Its chief executive Richard Burnett said: “The RHA represents UK hauliers who, between them, operate over 100,000 heavy goods vehicles.

“We are now facing an unprecedented and critical shortage of qualified truck drivers. Current retirement levels and low levels of new entrants to the industry are creating a perfect storm.

burnett downing street

Richard Burnett delivers the petition to No.10

“The cost of training to be a truck driver is very high – typically some £3,000. This is a serious barrier for individuals wishing to train up.”

Lesley O’Brien, director at Bradford-based Freightlink Europe and part of the delegation, employs 25 drivers and said the phone had not stopped ringing in recent months as the UK economic situation had continued to recover.

“Finding good drivers is difficult. We had a tie-up with our local army centre but that’s drying up now too. We’ve trained up staff to drive artics but that’s then left us short at 7.5t level. At the moment we can’t fulfil demand,” she said.
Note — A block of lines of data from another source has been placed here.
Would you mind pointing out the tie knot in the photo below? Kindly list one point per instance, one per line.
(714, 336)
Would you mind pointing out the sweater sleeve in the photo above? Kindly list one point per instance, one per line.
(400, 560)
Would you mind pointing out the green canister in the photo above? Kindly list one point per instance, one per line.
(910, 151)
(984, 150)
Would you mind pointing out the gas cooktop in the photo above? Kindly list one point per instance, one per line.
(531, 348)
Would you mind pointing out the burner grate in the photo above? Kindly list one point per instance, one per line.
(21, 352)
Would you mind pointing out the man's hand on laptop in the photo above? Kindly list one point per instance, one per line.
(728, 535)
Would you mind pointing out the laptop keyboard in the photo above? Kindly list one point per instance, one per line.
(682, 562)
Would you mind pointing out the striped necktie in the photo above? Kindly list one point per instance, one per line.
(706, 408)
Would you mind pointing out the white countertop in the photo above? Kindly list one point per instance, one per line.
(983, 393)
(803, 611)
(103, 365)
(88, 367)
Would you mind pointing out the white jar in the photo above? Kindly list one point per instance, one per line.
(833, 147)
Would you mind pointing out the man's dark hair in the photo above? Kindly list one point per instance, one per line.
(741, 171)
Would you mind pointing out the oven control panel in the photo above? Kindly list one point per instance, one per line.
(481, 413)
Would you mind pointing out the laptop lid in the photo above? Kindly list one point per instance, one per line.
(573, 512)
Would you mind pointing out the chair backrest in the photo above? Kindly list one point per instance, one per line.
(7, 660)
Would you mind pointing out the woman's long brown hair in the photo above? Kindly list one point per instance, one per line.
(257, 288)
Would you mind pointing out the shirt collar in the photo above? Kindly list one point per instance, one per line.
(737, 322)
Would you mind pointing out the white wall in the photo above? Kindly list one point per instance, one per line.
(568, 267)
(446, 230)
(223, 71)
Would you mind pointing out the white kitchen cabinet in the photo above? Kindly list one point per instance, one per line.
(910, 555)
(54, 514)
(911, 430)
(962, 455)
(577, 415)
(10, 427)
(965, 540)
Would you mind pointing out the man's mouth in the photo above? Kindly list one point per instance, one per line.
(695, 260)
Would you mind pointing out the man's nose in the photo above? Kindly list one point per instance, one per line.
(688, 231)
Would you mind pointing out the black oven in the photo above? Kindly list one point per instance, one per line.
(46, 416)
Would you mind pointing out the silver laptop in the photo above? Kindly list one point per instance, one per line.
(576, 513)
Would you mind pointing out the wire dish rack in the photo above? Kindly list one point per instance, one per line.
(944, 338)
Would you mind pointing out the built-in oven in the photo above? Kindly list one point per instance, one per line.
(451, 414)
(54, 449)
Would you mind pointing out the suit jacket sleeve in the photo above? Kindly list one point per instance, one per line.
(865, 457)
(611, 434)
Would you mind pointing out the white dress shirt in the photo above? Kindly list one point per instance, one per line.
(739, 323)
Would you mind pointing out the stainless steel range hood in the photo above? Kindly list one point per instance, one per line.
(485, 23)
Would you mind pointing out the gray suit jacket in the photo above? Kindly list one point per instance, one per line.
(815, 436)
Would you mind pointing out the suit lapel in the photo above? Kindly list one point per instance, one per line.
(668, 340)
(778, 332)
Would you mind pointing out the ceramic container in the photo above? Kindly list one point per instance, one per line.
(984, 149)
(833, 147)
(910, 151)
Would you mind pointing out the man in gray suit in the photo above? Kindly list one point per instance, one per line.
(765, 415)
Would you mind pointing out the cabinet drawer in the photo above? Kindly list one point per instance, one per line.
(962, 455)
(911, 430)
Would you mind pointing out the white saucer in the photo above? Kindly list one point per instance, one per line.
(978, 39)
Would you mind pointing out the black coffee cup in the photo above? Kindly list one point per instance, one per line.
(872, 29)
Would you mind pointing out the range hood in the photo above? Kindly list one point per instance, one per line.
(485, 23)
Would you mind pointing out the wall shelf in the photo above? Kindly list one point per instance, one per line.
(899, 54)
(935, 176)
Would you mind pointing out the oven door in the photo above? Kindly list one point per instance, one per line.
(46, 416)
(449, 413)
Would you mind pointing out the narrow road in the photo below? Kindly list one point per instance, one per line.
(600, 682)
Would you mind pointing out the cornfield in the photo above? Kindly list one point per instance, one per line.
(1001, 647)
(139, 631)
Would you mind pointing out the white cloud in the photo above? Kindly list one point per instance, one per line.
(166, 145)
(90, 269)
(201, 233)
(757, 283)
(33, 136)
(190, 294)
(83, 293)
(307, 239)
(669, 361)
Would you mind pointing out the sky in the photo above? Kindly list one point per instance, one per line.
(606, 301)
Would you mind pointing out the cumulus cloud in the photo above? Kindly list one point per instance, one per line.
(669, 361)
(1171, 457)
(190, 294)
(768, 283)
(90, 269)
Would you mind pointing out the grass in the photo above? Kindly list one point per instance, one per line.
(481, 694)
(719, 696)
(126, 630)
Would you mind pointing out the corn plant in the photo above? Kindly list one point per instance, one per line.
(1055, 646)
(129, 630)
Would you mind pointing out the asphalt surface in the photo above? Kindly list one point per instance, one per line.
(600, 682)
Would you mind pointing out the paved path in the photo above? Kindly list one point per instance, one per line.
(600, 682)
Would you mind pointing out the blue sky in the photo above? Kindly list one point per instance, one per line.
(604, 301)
Steve Bowles, director of Roy Bowles Transport near Heathrow, told MT he had just taken on a 72-year old driver such was the paucity of candidates. “We have about 40 drivers and have been operating around 10% under our ideal headcount for some time.

“The introduction of Driver CPC has meant we no longer see the casuals we previously relied on. If we got this fund we could look at doing more training with a partner to begin tackling this,” said Bowles.

  • The push came as research commissioned by MAN amongst 1,000 people aged 16 to 30, found just 3.4% had been advised to follow a career in road transport while in education. When asked if a careers advisor had ever suggested driving a truck for a living, 88% replied no.